Ricciardi empezó a comprender adónde apuntaba Sersale.
—Usted quería saber si la mujer tenía con el niño una actitud especial, ¿es así? En definitiva, una actitud de madre.
—Así es. Lo interrogué con buenas y con malas maneras, pero sin hacerle nunca daño, para sonsacarle algo sobre el comportamiento de ella. Aunque no pude enterarme de nada, comisario. Ella quería a ese niño, claro, si bien no le decía ni le daba nada especial. Él la llamaba señora, la adoraba, se había encariñado mucho con ella; se habría encariñado con cualquiera, como con ese perro vagabundo del que no se separaba nunca, y que a mí me daba más pena que él. Pero era porque fue la única que lo trababa bien.
—De manera que desistió usted.
—Sí. Confiaba en poder utilizar las cartas y al niño, pero me di cuenta de que solo habría conseguido cubrir de vergüenza el nombre de mi hermano, sin lograr nada a cambio. Sin embargo, no me doy por vencido. Hablaré otra vez con la bruja, y la amenazaré con hacer públicas las cartas.
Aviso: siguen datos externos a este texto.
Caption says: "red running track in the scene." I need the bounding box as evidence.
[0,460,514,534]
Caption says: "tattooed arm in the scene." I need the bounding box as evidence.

Sin el niño será más difícil, lo sé; máxime cuando no hizo nada para adoptarlo, ni para acogerlo en su casa.
Ricciardi pensó que ese era precisamente el motivo por el que Carmen se había condenado a un eterno arrepentimiento.
—Una cosa más, Sersale, que usted sepa, ¿quién le tenía animadversión a Tetté? ¿Había alguien que se habría visto en un aprieto, por ejemplo, si se encontraba el cadáver cerca de una casa o una tienda?
Sersale reflexionó.
—Los demás chicos no lo querían, es verdad. La tenían tomada con él y con el perro, la última vez que lo vi tuve la sensación de que se disponían a hacerle daño. Y el sacristán, le repito, me parece que es de los que venderían a su propia hermana por dos liras. ¿Pero a quién podía interesarle un niño así?
Ricciardi asintió con tristeza. ¿A quién podía interesarle un niño así?
—Vaya con cuidado, Sersale. La gente de los callejones no bromea. En una de esas le dejan algo más que una advertencia. Si cambia de idea y decide darnos los nombres de los usureros, ya sabe dónde encontrarme. Entretanto, y hasta que aclaremos todos los aspectos en torno a la muerte de Tetté, le aconsejo que no abandone la ciudad.